Claude Chossat est renvoyé devant la cour d’assises d’Aix-en-Provence pour le meurtre de Richard Casanova en 2008 à Porto-Vecchio. Un crime qu’il a toujours attribué à Francis Mariani, pilier du grand banditisme, dont Chossat était le chauffeur.
Ses yeux parcourent le courrier adressé par le juge d’instruction de la juridiction interrégionale spécialisée (Jirs) de Marseille à son avocat. Quelques lignes à l’encre noire sur une feuille format A4 à en-tête du ministère de la justice.
La missive convoque son passé d’ancien garde du corps de Francis Mariani, mort dans l’explosion d’une grange à Aléria en Janvier 2009.
Du 28 Octobre au 8 Novembre prochain, Claude Chossat comparaît devant la cour d’assises d’Aix-en-Provence, pour un crime qu’il dit ne pas avoir commis.
Assis sur un banc, dans un parc baigné de soleil, l’homme s’exprime d’une voix douce et posée. Il nous reçoit quelque part en France, un lieu de passage, le temps de quelques confidences avant de repartir, l’ombre de son ancienne vie aux trousses. Pour le meurtre de Richard Casanova, il risque la réclusion criminelle à perpétuité.
L’engrenage
C’était il y a 11 ans. A l’époque il vit dangereusement dans le sillage de Francis Mariani, baron de la brise de mer. Le gang, fondé au début des années 80 est décimé par une guerre interne qui dévore ses membres les uns après les autres.Les balles pleuvent, les intérêts financiers, les haines recuites, l’honneur bafoué, les jalousies servent de mobile. Ce 23 Avril 2008, le duo Mariani - Chossat est à Porto-Vecchio. Dans ses confidences à la justice, le repenti narre leur présence ce jour-là : « Nous étions en repérage, Francis Mariani voulait enlever un proche de Jean-Luc Germani pour le faire parler, pour qu’il lui dise où se trouvait Germani. »
Entre les deux hommes c’est une guerre au finish qui se joue. Francis Mariani est persuadé que c’est Jean-Luc Germani qui a tenté de le tuer en 2007, explique encore Chossat.
Mais cette épopée va faire une victime collatérale : Richard Casanova, foudroyé par une salve de fusil d’assaut tiré depuis un muret derrière lequel Francis Mariani s’était caché, selon la version de Claude Chossat.
Casanova, arrivé de manière fortuite n’était pas n’importe qui. C’était le beau-frère de Jean-Luc Germani. Dans la nébuleuse du grand banditisme Corse, Casanova occupait une place à part. Au fil du temps, il avait tissé un puissant relationnel dans le monde des affaires.
L’ADN de Chossat
Sur la scène de crime, les enquêteurs de la police judiciaire vont très vite repérer le poste de tir. Un muret caché par des arbustes qui donne sur un parking. Le tireur se serait servi d’une grosse pierre posée au pied du mur sur laquelle il serait monté pour tirer. Sur cette pierre, la police scientifique va isoler l’ADN de Claude Chossat.En garde à vue, puis devant les juges d’instruction Chossat reconnaît avoir manipulé cette pierre. « J’ai installé un poste d’observation pour surveiller l’homme que nous devions enlever, dit-il. Je ne savais pas qu’il servirait de poste de tir. Quand les coups de feu ont claqué je n’étais pas présent j’étais dans une voiture. »

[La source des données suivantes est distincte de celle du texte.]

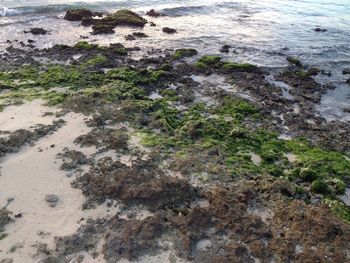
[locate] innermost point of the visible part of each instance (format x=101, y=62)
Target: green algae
x=124, y=17
x=85, y=45
x=339, y=209
x=135, y=76
x=215, y=62
x=208, y=61
x=233, y=66
x=221, y=134
x=98, y=60
x=295, y=61
x=184, y=52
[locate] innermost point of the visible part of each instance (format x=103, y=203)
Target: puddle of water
x=334, y=102
x=282, y=85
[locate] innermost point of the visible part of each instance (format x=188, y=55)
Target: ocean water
x=263, y=32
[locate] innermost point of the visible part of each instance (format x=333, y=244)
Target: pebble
x=52, y=200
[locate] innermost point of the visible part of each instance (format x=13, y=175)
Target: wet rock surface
x=174, y=147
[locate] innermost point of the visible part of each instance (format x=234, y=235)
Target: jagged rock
x=169, y=30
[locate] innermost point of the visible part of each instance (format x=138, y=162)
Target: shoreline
x=174, y=157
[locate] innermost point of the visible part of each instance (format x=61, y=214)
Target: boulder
x=153, y=13
x=37, y=31
x=318, y=29
x=78, y=14
x=169, y=30
x=124, y=18
x=103, y=29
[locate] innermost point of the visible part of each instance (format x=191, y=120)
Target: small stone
x=153, y=13
x=70, y=174
x=52, y=199
x=225, y=49
x=19, y=215
x=15, y=247
x=169, y=30
x=346, y=71
x=37, y=31
x=318, y=29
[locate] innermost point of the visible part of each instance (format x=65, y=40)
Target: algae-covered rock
x=4, y=218
x=169, y=30
x=37, y=31
x=124, y=18
x=184, y=52
x=294, y=61
x=103, y=29
x=78, y=14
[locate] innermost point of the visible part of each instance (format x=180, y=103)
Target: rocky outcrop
x=80, y=14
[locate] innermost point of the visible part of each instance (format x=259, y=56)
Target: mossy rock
x=234, y=67
x=208, y=61
x=103, y=29
x=78, y=14
x=295, y=61
x=124, y=18
x=308, y=174
x=85, y=45
x=184, y=52
x=319, y=186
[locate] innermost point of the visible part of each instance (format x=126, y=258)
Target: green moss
x=85, y=45
x=136, y=76
x=295, y=61
x=3, y=236
x=126, y=18
x=170, y=94
x=208, y=61
x=185, y=52
x=339, y=209
x=236, y=108
x=232, y=66
x=319, y=186
x=338, y=185
x=98, y=60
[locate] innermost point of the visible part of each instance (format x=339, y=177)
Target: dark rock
x=124, y=18
x=318, y=29
x=153, y=13
x=130, y=37
x=87, y=21
x=103, y=29
x=294, y=61
x=225, y=49
x=346, y=71
x=78, y=14
x=313, y=71
x=169, y=30
x=139, y=34
x=37, y=31
x=135, y=35
x=52, y=200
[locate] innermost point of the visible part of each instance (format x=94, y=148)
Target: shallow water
x=260, y=32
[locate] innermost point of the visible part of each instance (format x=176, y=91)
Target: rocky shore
x=174, y=157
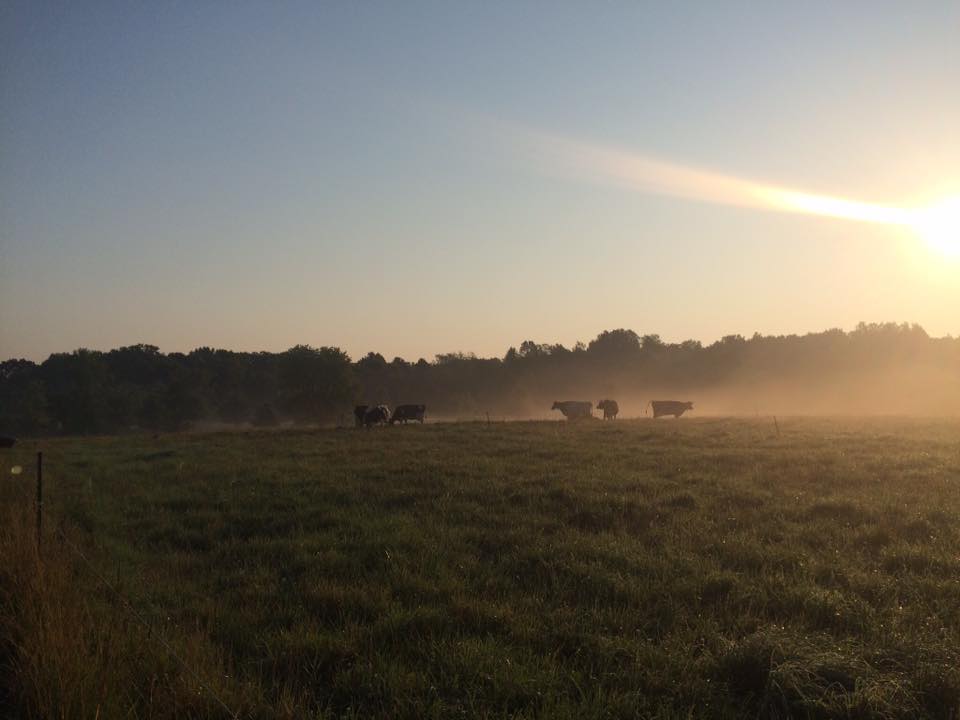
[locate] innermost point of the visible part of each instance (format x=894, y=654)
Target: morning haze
x=254, y=178
x=496, y=361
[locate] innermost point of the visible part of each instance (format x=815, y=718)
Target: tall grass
x=629, y=569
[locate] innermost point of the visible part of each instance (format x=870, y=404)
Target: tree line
x=140, y=388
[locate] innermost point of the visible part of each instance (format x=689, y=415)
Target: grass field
x=691, y=568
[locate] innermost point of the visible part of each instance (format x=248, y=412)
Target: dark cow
x=574, y=409
x=610, y=409
x=376, y=415
x=359, y=413
x=670, y=407
x=404, y=413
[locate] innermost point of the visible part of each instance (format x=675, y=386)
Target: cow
x=376, y=415
x=670, y=407
x=404, y=413
x=610, y=409
x=574, y=409
x=359, y=413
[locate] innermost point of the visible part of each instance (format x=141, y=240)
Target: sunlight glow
x=938, y=224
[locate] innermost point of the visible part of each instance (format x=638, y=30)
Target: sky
x=419, y=178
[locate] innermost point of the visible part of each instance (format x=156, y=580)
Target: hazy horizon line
x=355, y=356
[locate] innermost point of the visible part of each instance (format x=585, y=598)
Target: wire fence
x=153, y=633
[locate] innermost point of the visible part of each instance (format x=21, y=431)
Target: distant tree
x=615, y=344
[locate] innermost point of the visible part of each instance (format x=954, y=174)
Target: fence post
x=39, y=498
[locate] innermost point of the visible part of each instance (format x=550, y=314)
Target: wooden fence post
x=39, y=498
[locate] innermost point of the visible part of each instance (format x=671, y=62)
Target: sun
x=939, y=225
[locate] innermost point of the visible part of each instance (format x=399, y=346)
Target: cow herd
x=370, y=415
x=580, y=409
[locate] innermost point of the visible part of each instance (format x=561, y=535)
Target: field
x=690, y=568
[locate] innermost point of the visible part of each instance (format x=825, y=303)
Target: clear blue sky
x=253, y=176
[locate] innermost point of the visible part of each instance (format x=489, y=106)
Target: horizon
x=432, y=179
x=432, y=357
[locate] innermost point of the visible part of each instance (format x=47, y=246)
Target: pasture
x=667, y=569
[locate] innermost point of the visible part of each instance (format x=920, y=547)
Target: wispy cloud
x=598, y=163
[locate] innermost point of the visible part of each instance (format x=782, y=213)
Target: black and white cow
x=405, y=413
x=376, y=415
x=610, y=409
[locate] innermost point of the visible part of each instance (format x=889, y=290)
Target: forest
x=878, y=368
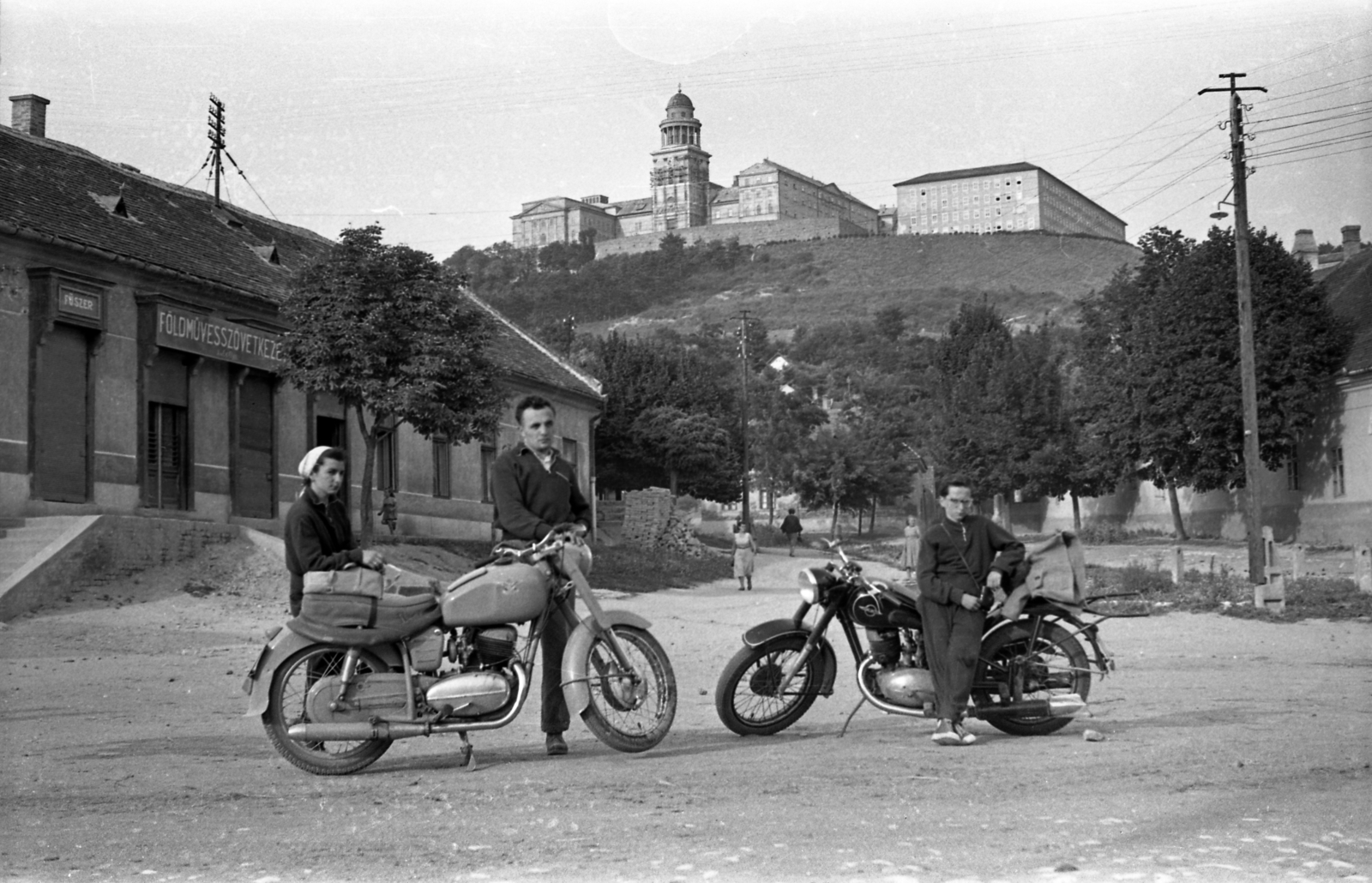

Pour la justice, Claude Chossat est coauteur de l’assassinat de Richard Casanova. Impossible de confronter sa version des faits avec celle de Francis Mariani, mort 8 mois après l’assassinat.
Claude Chossat, repenti du grand banditisme sans en avoir le statut officiel espérait un autre épilogue judiciaire. En échange de ses confidences sur les coulisses du banditisme Corse, il dit avoir passé un accord avec les magistrats de la Jirs de Marseille, la juridiction interrégionale spécialisée, en charge de la lutte contre le crime organisé.
« On m’avait dit de ne pas m’inquiéter, qu’en échange de ma collaboration avec la justice, les poursuites dans le dossier Casanova seraient atténuées », raconte Chossat, amer.
Une version contestée par Claude Choquet ancien magistrat à la Jirs de Marseille. « Je n’ai pas pu donner cette assurance, c’est exclu, explique-t-il. Ces engagements seraient irréalisables. »
Sans accord écrit, Claude Chossat sait qu’il ne pourra se prévaloir de propos tenus dans le huis-clos d’un cabinet d’instruction. Lui, le repenti, sera un justiciable ordinaire, sommé de s’expliquer dans un dossier balayé par le dernier souffle de la brise de mer.